Türkiye’de Eğitim Sistemi’ne Fıtrat Boyutuyla Bir Bakış
Eğitim Sistemi’nin dayatmalarına, koyunu da kelebeği de yarış atına çevirmeye çalışan yapısına inat, sağlıklı ve her şeyden önce iyi bir insan olma derdinde bir nesil yetiştirebilmeliyiz.
Hale Beyza Avcı’nın analizi:
Türkiye’de Eğitim Sistemi bir lütuftan çok dert olma yolunda ilerlemeye devam ediyor. “Eğ” mek fiilinden türetilmiş(1), ismiyle hemhal eğitim sistemini, içine giren insanı ideolojisinde eritme keyfiyetinden arındırmadıkça, bu sistemin içinde “insan” yetiştirme iddiasında bulunamayız.
IvanIllıck’ın söylediği gibi; “Eğitimle ilgili dezavantaj, okul içerisindeki eğitimle giderilemez. Çünkü asıl problem okul kurumunun ta kendisidir.”(2)
Eğitim sistemini şiddetle eleştirirken, okumak deyince ilk aklımıza gelen şeyin okul olması paradoksal bir durum. Bu durum, ülkenin gelişmişlik düzeyinden tutun yılda ortalama 6 saat kitap okunan(3) bir ülkede yaşadığımız gerçeğine kadar pek çok yönden incelenebilir. Ancak ben bunu fıtrat boyutunda ele almak istiyorum.

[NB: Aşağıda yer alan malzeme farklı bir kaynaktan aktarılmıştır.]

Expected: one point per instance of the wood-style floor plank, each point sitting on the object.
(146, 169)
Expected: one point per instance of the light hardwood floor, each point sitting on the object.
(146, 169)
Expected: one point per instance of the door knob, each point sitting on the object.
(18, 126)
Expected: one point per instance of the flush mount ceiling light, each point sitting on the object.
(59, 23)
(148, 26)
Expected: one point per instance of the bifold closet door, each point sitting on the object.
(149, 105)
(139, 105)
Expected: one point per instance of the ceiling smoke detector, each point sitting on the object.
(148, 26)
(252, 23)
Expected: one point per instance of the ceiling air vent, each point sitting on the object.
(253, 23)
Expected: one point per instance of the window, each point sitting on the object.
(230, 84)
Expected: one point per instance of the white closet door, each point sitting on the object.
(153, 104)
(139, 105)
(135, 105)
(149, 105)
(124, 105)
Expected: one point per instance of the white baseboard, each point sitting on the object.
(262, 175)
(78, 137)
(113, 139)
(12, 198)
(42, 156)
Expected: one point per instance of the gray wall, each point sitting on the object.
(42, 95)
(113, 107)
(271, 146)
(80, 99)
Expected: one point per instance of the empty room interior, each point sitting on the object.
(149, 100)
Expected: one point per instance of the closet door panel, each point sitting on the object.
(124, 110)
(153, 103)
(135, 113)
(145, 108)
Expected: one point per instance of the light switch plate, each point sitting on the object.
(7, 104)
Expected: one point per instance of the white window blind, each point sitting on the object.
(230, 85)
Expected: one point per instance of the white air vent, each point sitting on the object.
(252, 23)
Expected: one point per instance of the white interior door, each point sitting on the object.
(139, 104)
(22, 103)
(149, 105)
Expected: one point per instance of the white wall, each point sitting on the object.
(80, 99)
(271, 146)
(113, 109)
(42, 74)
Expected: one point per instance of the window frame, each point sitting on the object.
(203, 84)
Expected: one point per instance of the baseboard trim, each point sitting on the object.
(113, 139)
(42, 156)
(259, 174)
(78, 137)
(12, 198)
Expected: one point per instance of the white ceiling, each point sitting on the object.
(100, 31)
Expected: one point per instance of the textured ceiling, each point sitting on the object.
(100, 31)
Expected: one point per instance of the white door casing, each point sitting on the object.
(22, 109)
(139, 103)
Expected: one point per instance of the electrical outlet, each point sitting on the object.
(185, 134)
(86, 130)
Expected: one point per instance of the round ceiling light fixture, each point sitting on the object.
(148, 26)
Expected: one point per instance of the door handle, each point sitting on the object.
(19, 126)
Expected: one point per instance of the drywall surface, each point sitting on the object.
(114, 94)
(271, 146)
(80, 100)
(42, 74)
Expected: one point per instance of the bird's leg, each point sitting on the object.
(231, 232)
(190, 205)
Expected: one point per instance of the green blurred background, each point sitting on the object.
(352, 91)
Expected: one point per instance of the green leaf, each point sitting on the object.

İnanıyorum ki insan; fıtratından uzaklaştıkça, önüne sunulan hayatı sorgulamadan, kendisine sunulduğu şekliyle yaşamaya başlar ve zamanla sürüdeki koyundan farksız hale gelir. Farkında olmadan geçen günler içerisinde elde edilen başarılar, mutluluklar ve tüm iyi hissettirmesi beklenen duygular; fıtratından uzaklaşan insanı zaman içinde anlamsızlık noktasına getirir. Ancak böyle bir insan öyle uzak, öyle bihaberdir ki kendisinden ve asıl gerçeklikten; anlamsızlık duygusunu da önüne sunulan sunni yöntemlerle, kötü alışkanlıklar edinerek ya da haz endeksli çözüm yollarına başvurarak bastırma yoluna gider.Ne yazık ki insanların çoğu bu durumda. Bu sebeple öğretmeninden, doktoruna pek çok meslek dalında derman olması beklenirken, dert olan insanlarla muhatap olmak zorunda kalıyoruz.